5 Stars 4 Stars 3 Stars 2 Stars 1 Star 4.1 from 25 reviews
  • Author: admin
  • Prep Time: 10 minutes
  • Cook Time: 5 minutes (for cooking quinoa, if not pre-cooked)
  • Total Time: 15 minutes
  • Yield: 4 servings
  • Category: Salad
  • Method: No-Cook
  • Cuisine: Asian-inspired
  • Diet: Gluten Free

Description

A fresh and vibrant salad featuring crisp cucumber, celery, green peas, baby spinach, and protein-rich quinoa, all tossed in a flavorful Asian-inspired dressing made with rice vinegar, soy sauce, sesame oil, and a hint of ginger and garlic.
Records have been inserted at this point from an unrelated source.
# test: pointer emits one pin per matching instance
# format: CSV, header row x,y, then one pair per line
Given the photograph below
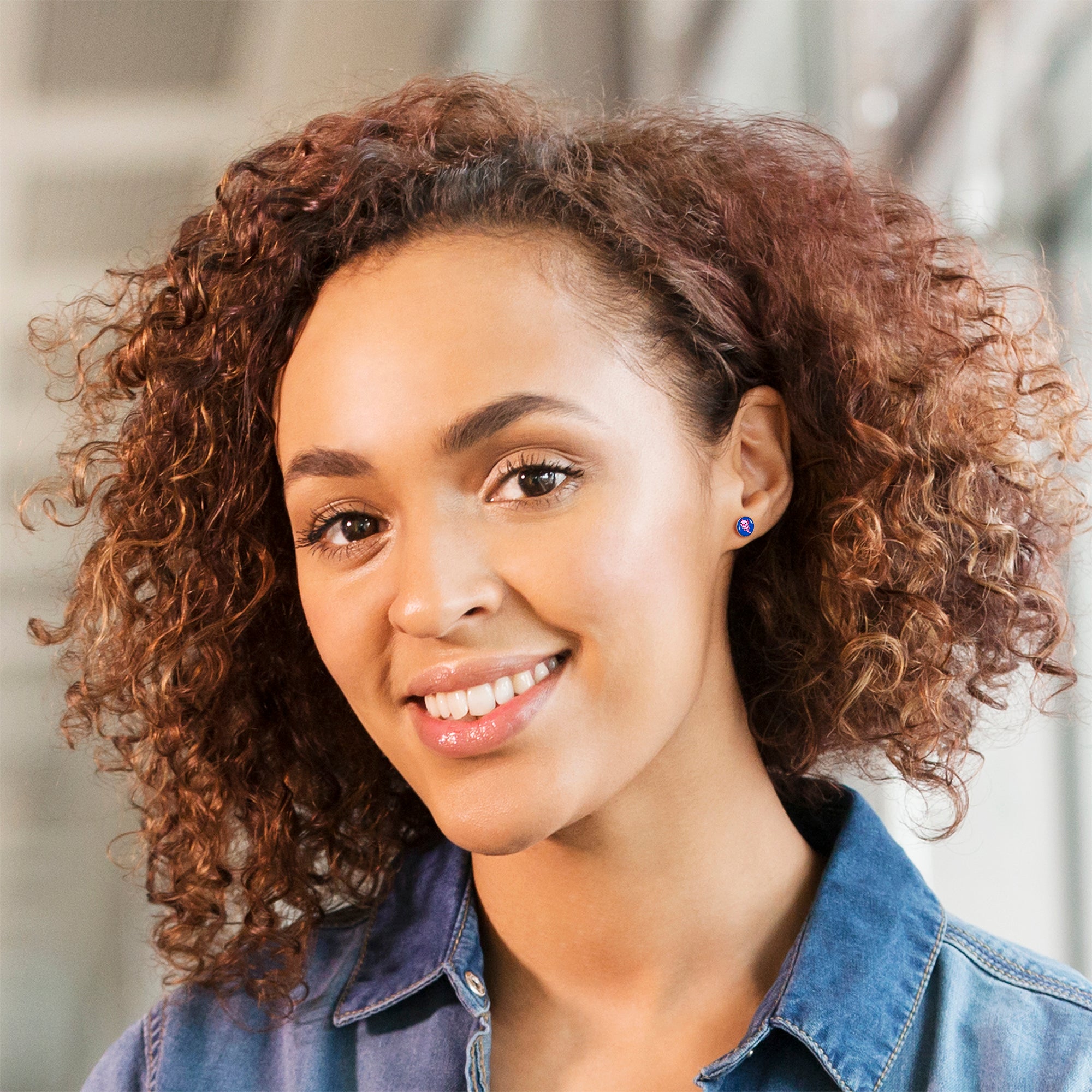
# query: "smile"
x,y
472,722
484,698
This quick and nutritious salad is perfect for a light lunch or as a side dish and can be served immediately or chilled to meld the flavors.


Ingredients

Scale

Dressing

  • 3 tablespoons rice vinegar
  • 2 tablespoons soy sauce or tamari (for gluten-free)
  • 1 tablespoon sesame oil
  • 1 tablespoon honey or maple syrup (for vegan option)
  • 1 teaspoon fresh ginger, grated
  • 1 teaspoon garlic, minced
  • 1/2 teaspoon sriracha (optional)

Salad

  • 1 cup chopped cucumber
  • 1 cup chopped celery
  • 1/2 cup green peas (fresh or thawed if frozen)
  • 2 cups baby spinach
  • 1 cup cooked quinoa
  • 1 tablespoon olive oil


Instructions

  1. Prepare the dressing: In a small bowl, whisk together rice vinegar, soy sauce or tamari, sesame oil, honey or maple syrup, grated ginger, minced garlic, and sriracha if using, until the ingredients are well combined and emulsified. Set aside.
  2. Combine the salad ingredients: In a large salad bowl, add the chopped cucumber, chopped celery, green peas, baby spinach, and cooked quinoa, mixing them gently to distribute evenly.
  3. Add olive oil: Drizzle the olive oil over the mixed salad ingredients, then toss gently to coat all the components without bruising the greens.
  4. Toss with dressing: Pour the prepared Asian dressing over the salad, then toss again thoroughly yet gently to ensure every bite is evenly flavored.
  5. Serve or chill: Serve the salad immediately for a fresh taste, or optionally chill it for 15–20 minutes to allow the flavors to meld together before serving.

Notes

  • For a gluten-free version, use tamari instead of soy sauce.
  • To make this salad vegan, substitute honey with maple syrup.
  • Fresh ginger should be finely grated to maximize flavor infusion.
  • Chilling the salad before serving enhances flavor blend but is optional.
  • Sriracha is optional and can be adjusted or omitted for less heat.